Locations of the Fossil Sites in the Study and Their Stratigraphical Sequence
Picture credit: Acta Palaeontologica Polonica
A spokesperson from Everything Dinosaur commented:
“We have long suspected that the dinosaurs were more diverse than previously thought at the end of the Mesozoic. However, the lack of fossilised bones that can provide an identification down to genus level has hampered scientists in the study of European dinosaurs. It is this “under storey” of prehistoric life that can provide palaeontologists with a more complete understanding of the palaeofauna. Tiny teeth can be just as important as the largest dinosaur bones.”

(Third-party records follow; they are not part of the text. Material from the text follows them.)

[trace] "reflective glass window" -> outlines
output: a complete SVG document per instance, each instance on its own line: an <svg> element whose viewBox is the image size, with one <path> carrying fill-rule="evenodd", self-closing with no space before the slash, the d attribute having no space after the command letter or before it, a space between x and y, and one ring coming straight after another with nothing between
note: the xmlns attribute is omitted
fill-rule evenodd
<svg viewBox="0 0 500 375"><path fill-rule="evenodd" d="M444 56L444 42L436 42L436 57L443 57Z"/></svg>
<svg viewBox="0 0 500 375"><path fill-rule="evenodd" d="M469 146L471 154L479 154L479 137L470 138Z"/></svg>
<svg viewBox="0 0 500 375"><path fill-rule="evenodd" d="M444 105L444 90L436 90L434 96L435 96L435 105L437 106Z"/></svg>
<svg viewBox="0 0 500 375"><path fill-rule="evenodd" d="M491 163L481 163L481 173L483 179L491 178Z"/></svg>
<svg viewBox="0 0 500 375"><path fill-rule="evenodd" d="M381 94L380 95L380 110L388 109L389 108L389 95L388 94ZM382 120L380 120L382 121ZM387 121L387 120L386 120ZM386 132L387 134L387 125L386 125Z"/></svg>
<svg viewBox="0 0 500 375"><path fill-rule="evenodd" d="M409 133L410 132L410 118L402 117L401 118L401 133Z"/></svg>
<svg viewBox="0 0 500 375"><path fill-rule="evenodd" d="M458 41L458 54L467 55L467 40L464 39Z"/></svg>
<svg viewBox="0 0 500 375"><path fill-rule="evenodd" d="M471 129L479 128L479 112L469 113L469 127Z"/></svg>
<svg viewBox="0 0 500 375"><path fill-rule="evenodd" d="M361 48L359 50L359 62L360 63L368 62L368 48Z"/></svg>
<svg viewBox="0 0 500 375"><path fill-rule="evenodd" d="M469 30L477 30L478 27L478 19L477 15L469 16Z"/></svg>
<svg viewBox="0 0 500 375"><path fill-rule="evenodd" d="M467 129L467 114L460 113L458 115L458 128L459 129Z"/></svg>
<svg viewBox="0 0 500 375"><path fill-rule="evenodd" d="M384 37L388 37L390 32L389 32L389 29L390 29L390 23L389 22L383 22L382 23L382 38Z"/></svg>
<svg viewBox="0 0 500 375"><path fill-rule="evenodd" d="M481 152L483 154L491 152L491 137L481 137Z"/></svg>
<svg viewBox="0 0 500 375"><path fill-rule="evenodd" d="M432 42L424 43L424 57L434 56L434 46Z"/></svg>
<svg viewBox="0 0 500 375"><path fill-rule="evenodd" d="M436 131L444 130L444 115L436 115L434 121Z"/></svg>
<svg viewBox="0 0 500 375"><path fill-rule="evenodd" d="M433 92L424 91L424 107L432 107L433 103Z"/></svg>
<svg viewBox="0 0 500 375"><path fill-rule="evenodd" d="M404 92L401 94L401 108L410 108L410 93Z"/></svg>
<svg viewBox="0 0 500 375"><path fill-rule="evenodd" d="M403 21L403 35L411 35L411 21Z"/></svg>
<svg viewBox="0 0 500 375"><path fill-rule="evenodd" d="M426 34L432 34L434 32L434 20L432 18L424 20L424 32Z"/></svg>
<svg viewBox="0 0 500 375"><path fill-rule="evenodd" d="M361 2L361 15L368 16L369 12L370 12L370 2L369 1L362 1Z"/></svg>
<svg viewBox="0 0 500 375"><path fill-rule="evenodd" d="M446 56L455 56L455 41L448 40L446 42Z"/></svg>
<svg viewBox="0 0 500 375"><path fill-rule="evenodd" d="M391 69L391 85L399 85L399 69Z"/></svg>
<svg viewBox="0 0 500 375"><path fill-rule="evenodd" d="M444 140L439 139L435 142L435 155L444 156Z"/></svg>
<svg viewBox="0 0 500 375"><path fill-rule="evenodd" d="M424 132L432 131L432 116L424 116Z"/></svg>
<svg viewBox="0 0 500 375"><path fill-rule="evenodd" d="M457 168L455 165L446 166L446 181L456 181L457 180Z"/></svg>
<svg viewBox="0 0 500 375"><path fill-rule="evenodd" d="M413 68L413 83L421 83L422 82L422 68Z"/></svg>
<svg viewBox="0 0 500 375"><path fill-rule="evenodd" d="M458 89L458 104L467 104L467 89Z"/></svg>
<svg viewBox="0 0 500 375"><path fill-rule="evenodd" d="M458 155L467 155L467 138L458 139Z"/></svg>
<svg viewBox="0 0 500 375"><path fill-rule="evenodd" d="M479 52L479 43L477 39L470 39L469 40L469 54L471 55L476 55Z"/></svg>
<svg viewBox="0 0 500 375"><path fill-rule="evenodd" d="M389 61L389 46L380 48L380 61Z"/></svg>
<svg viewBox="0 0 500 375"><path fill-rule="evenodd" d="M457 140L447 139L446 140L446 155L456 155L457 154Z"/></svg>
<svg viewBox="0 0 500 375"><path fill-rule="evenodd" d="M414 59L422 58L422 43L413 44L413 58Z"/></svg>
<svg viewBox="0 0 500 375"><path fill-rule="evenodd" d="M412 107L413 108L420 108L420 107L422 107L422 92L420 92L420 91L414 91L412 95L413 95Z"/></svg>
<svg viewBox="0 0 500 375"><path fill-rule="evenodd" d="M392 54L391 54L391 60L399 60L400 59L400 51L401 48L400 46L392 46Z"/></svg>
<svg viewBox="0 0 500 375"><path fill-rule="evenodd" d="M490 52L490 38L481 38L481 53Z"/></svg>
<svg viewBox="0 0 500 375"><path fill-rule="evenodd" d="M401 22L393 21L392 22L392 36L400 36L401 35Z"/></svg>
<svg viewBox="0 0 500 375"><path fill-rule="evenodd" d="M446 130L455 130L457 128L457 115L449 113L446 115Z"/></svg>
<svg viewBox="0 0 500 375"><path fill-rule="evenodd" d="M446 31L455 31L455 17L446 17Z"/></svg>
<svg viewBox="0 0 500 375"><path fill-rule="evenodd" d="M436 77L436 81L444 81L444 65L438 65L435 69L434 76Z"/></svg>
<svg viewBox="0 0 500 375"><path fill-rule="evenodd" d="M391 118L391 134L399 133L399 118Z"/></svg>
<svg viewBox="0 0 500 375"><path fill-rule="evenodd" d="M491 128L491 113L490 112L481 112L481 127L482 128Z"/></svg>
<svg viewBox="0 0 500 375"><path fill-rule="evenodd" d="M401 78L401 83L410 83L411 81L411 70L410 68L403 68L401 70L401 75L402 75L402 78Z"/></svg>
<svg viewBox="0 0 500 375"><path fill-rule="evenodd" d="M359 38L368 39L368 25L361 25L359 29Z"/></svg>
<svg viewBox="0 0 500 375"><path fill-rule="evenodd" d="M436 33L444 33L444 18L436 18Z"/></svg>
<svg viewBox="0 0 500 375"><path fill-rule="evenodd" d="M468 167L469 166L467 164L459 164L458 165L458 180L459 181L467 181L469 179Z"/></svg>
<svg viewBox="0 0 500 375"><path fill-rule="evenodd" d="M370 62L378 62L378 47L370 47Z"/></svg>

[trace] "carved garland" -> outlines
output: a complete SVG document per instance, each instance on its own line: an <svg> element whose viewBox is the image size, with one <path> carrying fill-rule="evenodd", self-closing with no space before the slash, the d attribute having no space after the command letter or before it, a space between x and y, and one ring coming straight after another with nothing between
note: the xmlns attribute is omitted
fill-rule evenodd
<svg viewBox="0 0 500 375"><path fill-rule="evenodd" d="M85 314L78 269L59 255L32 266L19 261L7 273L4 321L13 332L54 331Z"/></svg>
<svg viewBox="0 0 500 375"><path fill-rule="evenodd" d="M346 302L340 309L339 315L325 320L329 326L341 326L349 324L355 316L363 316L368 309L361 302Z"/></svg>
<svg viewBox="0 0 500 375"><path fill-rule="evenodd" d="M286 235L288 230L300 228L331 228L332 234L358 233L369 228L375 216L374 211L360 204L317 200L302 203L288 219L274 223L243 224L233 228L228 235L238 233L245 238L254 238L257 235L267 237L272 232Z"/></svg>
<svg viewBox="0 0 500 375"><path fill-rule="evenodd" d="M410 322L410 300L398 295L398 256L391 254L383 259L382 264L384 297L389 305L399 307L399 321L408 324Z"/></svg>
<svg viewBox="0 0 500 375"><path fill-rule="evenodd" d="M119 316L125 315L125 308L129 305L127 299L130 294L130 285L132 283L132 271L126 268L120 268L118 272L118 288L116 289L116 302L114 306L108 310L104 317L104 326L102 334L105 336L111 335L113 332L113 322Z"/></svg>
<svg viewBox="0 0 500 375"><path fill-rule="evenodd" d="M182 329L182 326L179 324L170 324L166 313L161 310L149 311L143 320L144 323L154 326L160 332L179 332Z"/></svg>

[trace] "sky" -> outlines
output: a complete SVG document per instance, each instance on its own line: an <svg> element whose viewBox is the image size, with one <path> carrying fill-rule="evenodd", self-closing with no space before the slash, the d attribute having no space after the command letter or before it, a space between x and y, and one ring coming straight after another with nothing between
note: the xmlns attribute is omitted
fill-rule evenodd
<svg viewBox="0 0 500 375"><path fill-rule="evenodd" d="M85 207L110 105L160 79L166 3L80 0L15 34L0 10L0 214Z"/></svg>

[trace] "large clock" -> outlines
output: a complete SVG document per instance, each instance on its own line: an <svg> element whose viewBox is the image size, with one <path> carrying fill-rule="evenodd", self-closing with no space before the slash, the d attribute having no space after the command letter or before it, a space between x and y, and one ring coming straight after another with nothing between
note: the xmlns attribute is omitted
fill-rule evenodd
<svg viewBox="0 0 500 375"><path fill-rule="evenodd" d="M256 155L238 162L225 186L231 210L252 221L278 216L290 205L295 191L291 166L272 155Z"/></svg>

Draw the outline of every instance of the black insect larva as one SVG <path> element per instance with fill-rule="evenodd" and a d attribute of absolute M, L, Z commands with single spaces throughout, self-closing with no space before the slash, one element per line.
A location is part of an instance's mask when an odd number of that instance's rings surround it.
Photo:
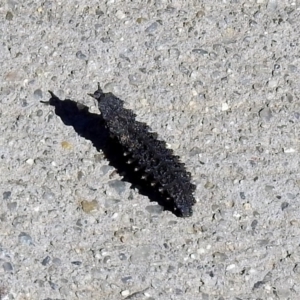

The research will have implications for the way in which the extinction of the dinosaurs at the end of the Cretaceous is viewed. If this study is typical, then theropod diversity in the north of Spain does not experience a significant decline over the Campanian to Maastrichtian faunal stages.
Small Dinosaurs such as Dromaeosaurids were Present
Picture credit: Everything Dinosaur
Lead author Angelica Torices stated:
“It completely changes the vision of the ecosystem. We now understand that these dinosaurs disappeared very quickly in geological time, probably in a catastrophic event. Climatic models show that we may reach Cretaceous temperatures within the next century, the only way we can study biodiversity under such conditions is through the fossil record.”
The study of 142 Late Cretaceous theropod teeth reveals that theropods were much more diverse in northern Spain towards the end of the “Age of Dinosaurs” than previously thought.